Profile
David Morley is a leading British poet, critic, anthologist, editor and ecologist. He has published twenty books, including eleven collections of poetry. His work has been translated into several languages including Arabic.
His forthcoming collection of poems from Carcanet will be titled Enchantment. Poems from the new book have recently been finding their way into the pages of The London Review of Books, PN Review, Poetry Review and The Wolf.
David is also known for his pioneering ecological poetry installations within natural landscapes and the creation of ‘slow poetry’ sculptures and I-Cast poetry films. David’ s creative writing podcasts are among the most popular literature downloads on iTunes worldwide. Two episodes of his 'writing challenges' are now preloaded onto all demo macs used in Apple Stores across the world
David read Zoology at Bristol University, gaining on graduation a fellowship from the Freshwater Biological Association. He then conducted research on acid rain. David Morley then directed the National Association of Writers in Education. He was elected deputy chair of The Poetry Society (UK) and co-founded The Poetry Cafe in Covent Garden.
He co-edited a bestselling anthology The New Poetryfor Bloodaxe Books (1993) and edited the British and Irish poetry list for Arc Publications for ten years. David was Literature Officer for Kirklees in Yorkshire, directing the 1995 World Poetry Festival and 1995 National Small Press Festival. Throughout his career Morley has advised British governments on national arts and literature funding, and served on panels for regional and national Arts Councils in England.
In 1996 he co-founded the Warwick Writing Programme with Jeremy Treglown. He is currently Director of the Warwick Writing Programme and Professor of Creative Writing. The University of Warwick awarded him a personal Chair in 2007, and a D.Litt in 2008.
David has received fourteen literary awards, including a major Eric Gregory Award, a Tyrone Guthrie Award from Northern Arts, a Hawthorden International Writers Fellowship, an Arts Council Writers Award, a Creative Ambitions Award, the Raymond Williams Prize, and an Arts Council Fellowship. He has also received two awards for his teaching, including a National Teaching Fellowship. A pamphlet of new poems The Rose of the Moonwas a winner of the Templar Poetry Prize 2009 judged by the distinguished poet Tim Liardet.
David Morley is the Director of the Warwick Prize for Writing. He has been a guest on a number of broadcast programmes including Front Row, Open Book and The Late Show.
He has written criticism, essays and reviews for newspapers and magazines including The Guardian, Poetry Review, PN Review and The Times Higher Education Supplement. He is currently co-editing The Cambridge Companion to Creative Writing.
He tutors for The Arvon Foundation, The Poetry School and Maddy Prior's Stones Barn courses. His latest collection of poetry, The Invisible Kings, was a Poetry Book Society Recommendation.
Read David's blog at: http://blogs.warwick.ac.uk/morleyd/ and website at www.davidmorley.org.uk
Les Murray on The Invisible Kings(Carcanet, 2007)
‘David Morley takes us on a voyage to the other half of his heritage. In a serial masterpiece of verse, he shows us a life intimate with our own, yet more deeply Other than romantic fairytales or even authentic music from Spain and Eastern Europe had suggested it might be. He holds our world up to a language mostly kept secret up to now; the refraction of the familiar is dizzying yet often moving’.
Michael Schmidt on The Cambridge Introduction to Creative Writing(CUP, 2007)

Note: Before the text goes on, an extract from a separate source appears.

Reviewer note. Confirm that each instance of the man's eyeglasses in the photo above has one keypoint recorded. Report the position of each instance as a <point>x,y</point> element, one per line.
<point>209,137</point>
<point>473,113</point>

‘No writer–teacher is better qualified than David Morley to lift the veils on the discipline of Creative Writing. He writes with all his feelings and a richness of metaphor that is beguiling for the general reader, the general writer, and the teacher. The exercises are inspired, growing out of the author's profound understanding of the inviolable connection between good writing and good and various reading. This book will be an inspiration and tool for teachers and writers who, like Morley, understand that the development of writing involves acquiring skills, and that inborn genius benefits from training and understanding.’
Michael Caines in Poetry Review, on Scientific Papers, Carcanet Press 2002
‘As a practitioner of both kinds of literature, and a teacher of both scientific and creative writing at Warwick University, Morley is well-placed to judge of such matters. The reader in turn, should approach this book in the spirit of Mandelstam’s scholar-gardener…Morley’s enquiries produce numerous reasons to read this excellent book’.
Boyd Tonkin, Literary Editor of The Independent,on The Gift, Stride/Nuffield 2002, edited by David Morley
‘I can think of no precedent of The Giftin its scope, nor in its involvement with NHS workers. It also gives a glimpse of David Morley’s projects for the Warwick Writing Programme, which aim to bring together literary and scientific ways of seeing. His anthology pays a rich homage to the art of medicine—and makes a compelling case for the medicine of art’.